Так же почти отсутствует и выбор в диалогах. Время от времени вы можете сами затеять разговор, но после этого, по сути, будете слушать радиоспектакль. Мне кажется, что и здесь студия Frictional поступила правильно. Все эти громоздкие меню диалогов, которые вылезают в Fallout или Mass Effect – одни и те же четыре или пять вариантов, возникающие снова и снова, независимо от контекста (Вы серьезно? Типа мне захочется сейчас обсудить с Пайпер наши отношения?) – придают разговорам как раз достаточно вариативности, чтобы вы осознали, как на самом деле мало в этих разговорах вариативности. Это одна из врожденных слабостей компьютерных игр как вида искусства – игровые технологии попросту недостаточно развиты, чтобы импровизировать приличные диалоги на лету.
SOMA на время разговоров выносит игрока за скобки. Платой за это становится потеря иллюзии контроля (что, если подумать, является чем-то вроде метакомментария); преимуществом – то, что взамен мы получаем более сочные диалоги, глубоких персонажей, потрясения, истерики и эмоциональное вовлечение вдобавок к мысленному эксперименту. Саймон – это не просто пустой сосуд, который наполняет собой игрок; он – полноценный живой персонаж.
Не очень умный персонаж, признаю. Он, конечно, упоминает, что работал в книжном магазине, но по тому, как долго до него доходят определенные вещи, я заключаю, что отделы фантастики и популярной науки в этом магазине были хреновые. Саймон – хороший парень, и я ему сочувствовал – но, если его родной город и вправду был оммажем мне, я могу лишь надеяться, что о его интеллекте того же сказать нельзя.
С другой стороны, откуда нам знать, что я бы соображал быстрее, если бы оказался ксерокопией давно умершего мозга, внезапно и без предупреждения вброшенной в апокалипсис? Не знаю, есть ли хоть кто-то, чьи синапсы работали бы на полную катушку в таких условиях; к тому же неспешная скорость, с которой до Саймона все доходит, дает удобную возможность разъяснить кое-какие философские проблемы, о которых множество игроков раньше и не задумывались. Тот факт, что спутница Саймона, Кэтрин, постепенно устает от его «дури», как и тот факт, что ей раз за разом приходится повторять одно и то же, намекают, что это было сознательное решение Frictional.
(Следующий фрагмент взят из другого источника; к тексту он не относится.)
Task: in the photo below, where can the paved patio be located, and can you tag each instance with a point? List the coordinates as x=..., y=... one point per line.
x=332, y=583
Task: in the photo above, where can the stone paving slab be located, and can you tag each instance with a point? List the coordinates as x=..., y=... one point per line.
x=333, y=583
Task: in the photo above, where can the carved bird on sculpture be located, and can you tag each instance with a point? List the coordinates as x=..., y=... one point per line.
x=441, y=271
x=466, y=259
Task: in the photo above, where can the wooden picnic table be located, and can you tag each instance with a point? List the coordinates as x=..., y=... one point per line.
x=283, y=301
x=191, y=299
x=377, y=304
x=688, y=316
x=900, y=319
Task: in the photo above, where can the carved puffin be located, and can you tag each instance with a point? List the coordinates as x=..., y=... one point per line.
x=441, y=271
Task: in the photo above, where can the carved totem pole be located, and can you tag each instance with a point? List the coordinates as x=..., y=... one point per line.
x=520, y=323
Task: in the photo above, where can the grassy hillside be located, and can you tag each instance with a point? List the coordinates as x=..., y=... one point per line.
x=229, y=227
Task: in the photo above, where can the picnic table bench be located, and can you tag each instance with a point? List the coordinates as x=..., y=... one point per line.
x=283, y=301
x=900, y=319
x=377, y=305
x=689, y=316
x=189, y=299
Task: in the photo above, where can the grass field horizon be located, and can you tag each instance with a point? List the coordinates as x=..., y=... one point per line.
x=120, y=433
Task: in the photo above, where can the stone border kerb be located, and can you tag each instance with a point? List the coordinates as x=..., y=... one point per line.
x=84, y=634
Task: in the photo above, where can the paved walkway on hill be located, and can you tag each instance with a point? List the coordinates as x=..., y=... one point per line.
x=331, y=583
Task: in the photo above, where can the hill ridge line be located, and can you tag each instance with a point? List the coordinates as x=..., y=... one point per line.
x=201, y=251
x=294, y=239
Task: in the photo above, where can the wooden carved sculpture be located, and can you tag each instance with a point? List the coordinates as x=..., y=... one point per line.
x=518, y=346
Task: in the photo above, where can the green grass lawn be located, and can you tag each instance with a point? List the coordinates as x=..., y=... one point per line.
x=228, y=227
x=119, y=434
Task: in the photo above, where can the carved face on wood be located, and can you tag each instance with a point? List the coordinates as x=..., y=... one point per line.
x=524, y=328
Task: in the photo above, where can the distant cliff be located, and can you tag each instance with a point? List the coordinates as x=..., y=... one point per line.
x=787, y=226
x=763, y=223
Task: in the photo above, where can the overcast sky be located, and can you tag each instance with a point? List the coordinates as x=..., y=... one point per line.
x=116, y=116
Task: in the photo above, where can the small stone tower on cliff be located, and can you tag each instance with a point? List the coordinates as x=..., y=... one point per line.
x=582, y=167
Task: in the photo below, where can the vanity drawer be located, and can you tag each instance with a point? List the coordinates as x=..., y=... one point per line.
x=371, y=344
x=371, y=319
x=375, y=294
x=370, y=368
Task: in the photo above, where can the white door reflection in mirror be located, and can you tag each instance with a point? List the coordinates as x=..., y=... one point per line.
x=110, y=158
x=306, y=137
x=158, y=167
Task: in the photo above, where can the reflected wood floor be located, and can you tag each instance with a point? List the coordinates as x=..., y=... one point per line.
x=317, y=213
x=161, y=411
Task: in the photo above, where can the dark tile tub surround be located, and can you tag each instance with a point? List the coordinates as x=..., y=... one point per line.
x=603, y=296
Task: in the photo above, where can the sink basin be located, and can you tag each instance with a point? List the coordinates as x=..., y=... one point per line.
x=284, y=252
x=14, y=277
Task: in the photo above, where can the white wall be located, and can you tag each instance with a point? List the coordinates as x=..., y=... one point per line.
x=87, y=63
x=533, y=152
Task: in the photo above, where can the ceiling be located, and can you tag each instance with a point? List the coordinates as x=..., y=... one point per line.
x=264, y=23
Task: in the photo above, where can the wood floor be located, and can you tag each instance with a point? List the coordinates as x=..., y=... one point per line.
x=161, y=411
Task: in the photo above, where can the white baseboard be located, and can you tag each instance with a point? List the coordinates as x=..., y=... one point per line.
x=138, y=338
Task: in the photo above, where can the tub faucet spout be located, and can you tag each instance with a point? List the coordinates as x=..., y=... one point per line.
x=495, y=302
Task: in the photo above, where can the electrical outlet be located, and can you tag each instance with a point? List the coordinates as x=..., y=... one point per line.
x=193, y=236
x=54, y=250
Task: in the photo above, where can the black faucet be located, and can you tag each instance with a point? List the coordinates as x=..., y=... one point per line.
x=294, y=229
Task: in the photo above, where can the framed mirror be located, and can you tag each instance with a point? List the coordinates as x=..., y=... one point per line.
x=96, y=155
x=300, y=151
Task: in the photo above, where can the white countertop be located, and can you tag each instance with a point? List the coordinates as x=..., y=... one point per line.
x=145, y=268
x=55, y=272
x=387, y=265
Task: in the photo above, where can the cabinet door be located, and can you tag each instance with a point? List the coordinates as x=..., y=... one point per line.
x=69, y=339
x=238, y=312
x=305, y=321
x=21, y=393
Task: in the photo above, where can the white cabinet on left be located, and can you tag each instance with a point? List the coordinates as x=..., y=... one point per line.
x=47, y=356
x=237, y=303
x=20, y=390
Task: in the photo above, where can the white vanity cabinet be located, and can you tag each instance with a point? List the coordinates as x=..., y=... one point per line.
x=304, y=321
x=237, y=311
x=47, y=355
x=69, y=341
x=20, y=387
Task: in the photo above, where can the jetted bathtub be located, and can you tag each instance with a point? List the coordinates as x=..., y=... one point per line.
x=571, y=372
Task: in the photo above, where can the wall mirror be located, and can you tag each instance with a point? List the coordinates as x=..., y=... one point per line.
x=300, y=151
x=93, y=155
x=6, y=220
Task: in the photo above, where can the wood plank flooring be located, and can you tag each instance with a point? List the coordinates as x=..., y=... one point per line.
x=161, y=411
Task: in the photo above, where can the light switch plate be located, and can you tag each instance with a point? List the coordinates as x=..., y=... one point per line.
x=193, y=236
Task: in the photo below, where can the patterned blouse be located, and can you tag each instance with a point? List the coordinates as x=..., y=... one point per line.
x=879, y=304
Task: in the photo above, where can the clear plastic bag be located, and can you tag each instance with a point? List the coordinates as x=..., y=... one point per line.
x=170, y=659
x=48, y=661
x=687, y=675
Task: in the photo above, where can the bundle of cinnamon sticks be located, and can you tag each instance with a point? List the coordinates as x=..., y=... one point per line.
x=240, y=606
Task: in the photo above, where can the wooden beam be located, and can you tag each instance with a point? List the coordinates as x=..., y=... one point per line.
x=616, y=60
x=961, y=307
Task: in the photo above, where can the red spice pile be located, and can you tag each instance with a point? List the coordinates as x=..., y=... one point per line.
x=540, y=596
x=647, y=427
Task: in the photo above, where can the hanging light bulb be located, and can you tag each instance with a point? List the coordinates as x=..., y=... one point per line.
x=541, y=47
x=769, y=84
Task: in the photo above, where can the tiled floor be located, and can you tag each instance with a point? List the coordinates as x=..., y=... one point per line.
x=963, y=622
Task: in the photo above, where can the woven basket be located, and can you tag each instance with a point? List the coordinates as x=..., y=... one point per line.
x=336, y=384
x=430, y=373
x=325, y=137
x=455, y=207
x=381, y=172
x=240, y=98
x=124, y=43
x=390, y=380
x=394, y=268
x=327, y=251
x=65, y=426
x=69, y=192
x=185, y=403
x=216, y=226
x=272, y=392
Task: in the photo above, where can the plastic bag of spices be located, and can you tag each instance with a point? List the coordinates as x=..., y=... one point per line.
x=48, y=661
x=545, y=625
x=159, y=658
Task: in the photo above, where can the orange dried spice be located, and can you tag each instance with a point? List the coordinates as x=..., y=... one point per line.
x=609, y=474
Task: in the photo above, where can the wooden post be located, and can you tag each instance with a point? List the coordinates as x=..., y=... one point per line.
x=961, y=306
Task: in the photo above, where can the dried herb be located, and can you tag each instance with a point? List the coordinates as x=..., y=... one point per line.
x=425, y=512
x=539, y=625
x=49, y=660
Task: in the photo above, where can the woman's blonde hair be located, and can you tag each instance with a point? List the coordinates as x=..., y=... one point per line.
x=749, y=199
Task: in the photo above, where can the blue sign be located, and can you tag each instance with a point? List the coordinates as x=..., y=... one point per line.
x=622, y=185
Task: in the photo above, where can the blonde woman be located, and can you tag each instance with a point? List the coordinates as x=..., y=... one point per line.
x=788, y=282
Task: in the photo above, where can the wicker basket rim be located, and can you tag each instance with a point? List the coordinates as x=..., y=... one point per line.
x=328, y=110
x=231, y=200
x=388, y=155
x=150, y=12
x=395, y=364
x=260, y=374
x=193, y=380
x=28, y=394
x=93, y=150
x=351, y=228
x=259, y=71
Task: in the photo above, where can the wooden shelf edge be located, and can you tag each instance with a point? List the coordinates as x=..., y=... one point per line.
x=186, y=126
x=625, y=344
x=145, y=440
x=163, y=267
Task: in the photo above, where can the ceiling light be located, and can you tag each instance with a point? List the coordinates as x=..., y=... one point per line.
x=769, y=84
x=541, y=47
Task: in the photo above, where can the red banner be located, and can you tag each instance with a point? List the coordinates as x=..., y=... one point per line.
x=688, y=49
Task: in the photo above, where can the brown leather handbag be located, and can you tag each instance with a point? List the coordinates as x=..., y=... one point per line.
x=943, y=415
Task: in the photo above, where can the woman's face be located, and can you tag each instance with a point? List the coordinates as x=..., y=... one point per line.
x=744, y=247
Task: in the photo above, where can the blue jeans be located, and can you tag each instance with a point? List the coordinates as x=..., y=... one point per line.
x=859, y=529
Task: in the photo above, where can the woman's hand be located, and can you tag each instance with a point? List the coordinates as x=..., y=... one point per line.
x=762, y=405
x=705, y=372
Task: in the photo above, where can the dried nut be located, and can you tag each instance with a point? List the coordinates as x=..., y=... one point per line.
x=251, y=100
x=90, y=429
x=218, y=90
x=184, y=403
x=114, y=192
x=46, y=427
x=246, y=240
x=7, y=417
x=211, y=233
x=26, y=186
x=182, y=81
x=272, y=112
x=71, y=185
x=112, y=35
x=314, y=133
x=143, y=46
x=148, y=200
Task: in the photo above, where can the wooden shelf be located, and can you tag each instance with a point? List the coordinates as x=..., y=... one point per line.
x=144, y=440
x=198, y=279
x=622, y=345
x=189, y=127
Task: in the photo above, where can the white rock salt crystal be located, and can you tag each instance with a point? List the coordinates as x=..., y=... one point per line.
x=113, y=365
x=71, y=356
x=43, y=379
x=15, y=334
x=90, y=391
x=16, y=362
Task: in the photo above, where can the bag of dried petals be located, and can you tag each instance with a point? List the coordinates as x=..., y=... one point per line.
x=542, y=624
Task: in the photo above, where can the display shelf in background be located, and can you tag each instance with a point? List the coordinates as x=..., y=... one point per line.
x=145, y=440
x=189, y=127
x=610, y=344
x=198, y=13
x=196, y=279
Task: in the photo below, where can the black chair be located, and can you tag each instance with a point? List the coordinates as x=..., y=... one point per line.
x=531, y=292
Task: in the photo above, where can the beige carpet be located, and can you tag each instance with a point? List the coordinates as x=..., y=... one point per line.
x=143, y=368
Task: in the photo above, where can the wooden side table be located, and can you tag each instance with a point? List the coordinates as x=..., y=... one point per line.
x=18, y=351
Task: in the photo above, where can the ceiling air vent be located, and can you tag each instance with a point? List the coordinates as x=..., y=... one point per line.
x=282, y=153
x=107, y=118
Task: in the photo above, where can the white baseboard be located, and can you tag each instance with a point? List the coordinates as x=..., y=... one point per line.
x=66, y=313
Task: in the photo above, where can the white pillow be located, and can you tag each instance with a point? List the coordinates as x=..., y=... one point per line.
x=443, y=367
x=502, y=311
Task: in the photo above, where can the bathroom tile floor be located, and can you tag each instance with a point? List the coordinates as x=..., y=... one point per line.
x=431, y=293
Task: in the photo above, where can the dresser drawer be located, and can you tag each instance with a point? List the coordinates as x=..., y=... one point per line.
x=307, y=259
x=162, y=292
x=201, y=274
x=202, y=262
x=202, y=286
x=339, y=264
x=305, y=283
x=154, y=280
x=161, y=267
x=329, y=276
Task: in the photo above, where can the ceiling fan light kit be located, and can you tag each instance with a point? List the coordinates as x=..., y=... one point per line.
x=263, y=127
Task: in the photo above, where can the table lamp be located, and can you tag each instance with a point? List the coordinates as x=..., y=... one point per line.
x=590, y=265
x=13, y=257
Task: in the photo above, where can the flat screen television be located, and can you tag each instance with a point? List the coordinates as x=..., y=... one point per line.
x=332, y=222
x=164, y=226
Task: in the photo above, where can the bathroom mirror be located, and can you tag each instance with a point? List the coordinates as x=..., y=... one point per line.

Но, хотя Саймон и туповат, о самой игре этого сказать нельзя. Даже декорации здесь сделаны с умом. Когда блуждаешь по дну моря, на глубине, разнящейся от нескольких сотен метров до четырех километров, фауна выглядит как надо: крабы-пауки, макрурусы, крошечные биолюминесцентные кальмары, трубчатые черви и восхитительные переливчатые гребневики (гребневики! Сколько среди вас тех, кто вообще знает, кто это такие?). На одной из баз в записях мертвого ученого упоминается замеченная Chauliodus (вы, простолюдины, ее называете рыбой-гадюкой): «Обычно на такой глубине не встречается – аномалия». Я чуток обмочился, когда это прочитал. В девяностые, во время работы над «Морскими звездами», мне и самому пришлось столкнуться с тем фактом, что рыбы-гадюки глубоко не заплывают. Я вынужден был придумать собственное объяснение тому, почему у источника Чэннера они это делают.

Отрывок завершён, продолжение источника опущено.